That weary look translates to a weary tone when she says, “You’re sure about that?”
My voice is unwavering when I say, “Positive.”
She doesn’t push, just nods and pulls a piece of paper from her pocket. Something I didn’t know she could afford. “Read this as soon as you can, not now. Burn it when you’re done. No one can see it.” She pushes me further into the dwelling.
“Burn it? Mom?—”
“You can,” she says calmly. “I know you can.” She pulls me to the back of the house, to the one mirror we own, and I know what she’s doing—opening a portal. We don’t normally travel by portal. Too traceable, she’s always told me.
Her hand rests on the mirror’s surface and it turns pitch black, growing until it is as tall as she is. I’ll have to duck to get through. Before I have that chance, the door to our dwelling has opened and two people walk in. I look from them to my mom, who shakes her head and tells me to go. The closer they get, I can see that their eyes are red, like in our ghost stories.
Before I can assess the situation, I’m falling into the empty mirror.
Chapter 2
Before There Was Honesty, There Was a Lie
LUCIAN
Every orphia has a mental power, but with all things, some are stronger than others. Take the Lucents, for example. For what could be more tremendous than subconscious manipulation?
— INTRO TO MENTALISM BY PRESCOTT STERVESELL
As I button up the white undershirt of my academy uniform, I contemplate, not for the first time and surely the last.

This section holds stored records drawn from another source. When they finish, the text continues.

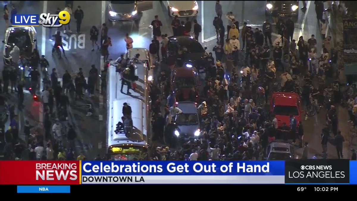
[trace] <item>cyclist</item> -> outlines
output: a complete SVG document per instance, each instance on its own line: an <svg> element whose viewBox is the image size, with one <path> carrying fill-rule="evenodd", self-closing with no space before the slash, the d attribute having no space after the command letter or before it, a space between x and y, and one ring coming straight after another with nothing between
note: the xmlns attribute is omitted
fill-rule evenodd
<svg viewBox="0 0 357 201"><path fill-rule="evenodd" d="M311 85L310 87L310 95L312 100L313 103L315 106L317 105L317 100L318 99L318 94L320 92L317 89L315 88L313 86Z"/></svg>
<svg viewBox="0 0 357 201"><path fill-rule="evenodd" d="M65 54L65 50L63 49L63 45L62 44L62 36L61 35L61 32L57 31L56 35L52 36L55 37L55 45L52 48L52 56L53 56L53 53L55 52L56 48L59 48L59 46L61 47L62 49L62 52L63 53L63 55L66 56Z"/></svg>

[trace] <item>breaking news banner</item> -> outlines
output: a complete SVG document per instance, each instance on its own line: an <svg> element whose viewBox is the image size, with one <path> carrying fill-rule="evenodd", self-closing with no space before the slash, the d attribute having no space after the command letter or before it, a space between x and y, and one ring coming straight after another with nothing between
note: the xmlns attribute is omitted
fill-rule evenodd
<svg viewBox="0 0 357 201"><path fill-rule="evenodd" d="M284 172L283 161L3 161L0 184L283 184Z"/></svg>
<svg viewBox="0 0 357 201"><path fill-rule="evenodd" d="M283 184L284 162L82 161L81 183Z"/></svg>
<svg viewBox="0 0 357 201"><path fill-rule="evenodd" d="M349 184L350 162L343 159L287 161L285 183Z"/></svg>

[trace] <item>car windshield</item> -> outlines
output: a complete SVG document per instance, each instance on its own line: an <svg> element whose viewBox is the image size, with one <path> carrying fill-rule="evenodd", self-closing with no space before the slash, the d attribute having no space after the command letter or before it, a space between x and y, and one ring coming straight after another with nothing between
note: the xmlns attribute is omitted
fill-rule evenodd
<svg viewBox="0 0 357 201"><path fill-rule="evenodd" d="M285 161L291 159L291 155L286 153L272 152L269 155L268 161Z"/></svg>
<svg viewBox="0 0 357 201"><path fill-rule="evenodd" d="M201 45L197 41L196 42L190 43L185 43L183 44L180 44L180 48L181 49L183 49L184 48L187 49L187 52L188 53L205 52L205 49L202 47L202 45Z"/></svg>
<svg viewBox="0 0 357 201"><path fill-rule="evenodd" d="M277 115L289 116L292 114L294 116L299 115L298 110L296 106L275 106L274 107L273 113Z"/></svg>
<svg viewBox="0 0 357 201"><path fill-rule="evenodd" d="M10 33L6 42L9 45L16 45L20 49L31 45L31 39L29 32L22 30Z"/></svg>
<svg viewBox="0 0 357 201"><path fill-rule="evenodd" d="M110 3L114 4L129 4L135 3L135 1L111 1Z"/></svg>
<svg viewBox="0 0 357 201"><path fill-rule="evenodd" d="M195 125L198 122L196 114L179 114L176 117L176 124L178 125Z"/></svg>
<svg viewBox="0 0 357 201"><path fill-rule="evenodd" d="M196 82L193 78L177 78L175 82L175 88L192 88L196 87Z"/></svg>

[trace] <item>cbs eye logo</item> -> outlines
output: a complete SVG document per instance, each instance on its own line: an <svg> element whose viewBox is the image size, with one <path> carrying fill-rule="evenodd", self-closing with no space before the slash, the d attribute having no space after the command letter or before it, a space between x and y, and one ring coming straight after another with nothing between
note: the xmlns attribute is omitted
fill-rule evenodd
<svg viewBox="0 0 357 201"><path fill-rule="evenodd" d="M59 27L69 23L71 15L67 11L63 10L58 15L51 15L49 13L42 13L40 15L39 24L45 27ZM59 24L56 23L58 21Z"/></svg>

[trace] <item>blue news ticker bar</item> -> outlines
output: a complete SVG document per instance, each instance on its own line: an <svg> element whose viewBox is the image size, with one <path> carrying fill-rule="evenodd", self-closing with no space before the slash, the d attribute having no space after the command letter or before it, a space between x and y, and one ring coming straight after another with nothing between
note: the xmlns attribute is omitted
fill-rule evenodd
<svg viewBox="0 0 357 201"><path fill-rule="evenodd" d="M70 186L17 186L18 193L69 193Z"/></svg>
<svg viewBox="0 0 357 201"><path fill-rule="evenodd" d="M350 161L350 183L357 184L357 161Z"/></svg>
<svg viewBox="0 0 357 201"><path fill-rule="evenodd" d="M171 164L168 165L170 163ZM172 165L172 163L174 163ZM202 171L200 172L195 172L194 170L193 167L196 163L200 163L202 166L205 166L206 167L202 168ZM232 163L231 172L224 171L221 170L220 167L222 166L227 166L230 163ZM214 164L216 165L216 167L214 168L215 172L212 171L212 168L210 172L205 172L204 169L209 169L209 166L211 166L212 164ZM147 171L141 171L142 169L140 168L141 171L140 172L134 171L132 168L133 164L135 164L136 167L136 169L137 169L138 165L141 167L143 166L161 166L161 168L162 171L160 172L157 171L156 172L152 171L147 171L147 167L145 169ZM269 172L264 172L262 171L261 172L250 172L246 171L243 172L242 169L240 169L239 172L238 172L237 168L238 165L239 165L240 167L241 167L243 165L245 165L245 167L247 166L251 165L254 166L255 165L257 166L262 166L263 165L267 165L268 164ZM170 168L171 171L173 170L173 167L177 167L178 166L188 166L187 168L188 172L185 171L176 171L174 172L170 172L168 168ZM95 167L94 167L95 166ZM105 166L107 167L104 167ZM115 166L115 168L112 168L112 166ZM122 166L122 168L120 168L120 166ZM199 166L197 166L199 167ZM285 175L285 162L283 161L84 161L82 162L82 175L83 176L89 176L92 175L97 176L129 176L129 175L161 175L161 176L173 176L173 175L250 175L250 176L284 176ZM109 168L109 169L107 168ZM119 169L118 169L118 168ZM104 171L104 169L106 169L106 171ZM113 172L112 170L113 169L117 171L119 169L120 170L117 172ZM152 168L149 168L153 170ZM223 168L224 169L224 168ZM93 171L95 170L95 171Z"/></svg>

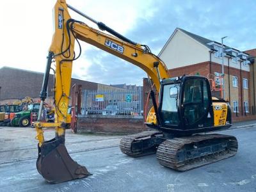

I’ve already made up my mind.
I walk across the suite to Azaire and Yuki’s room—my best friend and personal advisor turned comrade.
“I’m thinking we throw that party in the mastick.”
Azaire shakes his head. “You’re gonna piss him off.”
“But it will be fun,” Yuki says.
“Precisely,” I say with a smile. “How else are we to celebrate the engagement?”
“That’s the point, isn’t it?” Azaire’s words are more akin to a sigh.
Pissing Kai off is precisely the point. A week ago, he and I were told that we had been engaged since before we were seven years old, and to one another’s sisters nonetheless. It was another arrow in the long worn-out target that is the decisions of my life.
I’ve accepted that I will never have full autonomy. But I wanted Lilac to have more than I’ve gotten. I wanted her to have a stab at love like she’s always wanted.
With that chance gone, I’ve decided the best way to avenge her is to have a little fun.
Apart from parties, I find angering my jailers to be quite entertaining. Pissing off Kai is one piece of my puzzle. When he explodes, which he inevitably will, he will explode to Melody and Easton, and that will come full circle to Lusia and Labyrinth.
Petty payback, but something nonetheless, for Lilac.
“This guy is going to be your brother, Luc,” Azaire says with more sympathy in his voice than I deserve.
“You’re my brother.”
It is ironic. Our parents forcing our hands in a marriage to preserve the relations between Soma—my world—and Lorucille—Kai’s—yet only making enemies of the future kings.
“Not to upset the bromance or anything, but on the contrary, I think a party is exactly what we need,” Yuki adds while he spins in his chair, black hair whirling with every turn. Azaire shakes his head and Yuki says, “What? The middle of the year is the worst.”
Azaire looks at him instead of me when he says, “And if he wages war in seven years?”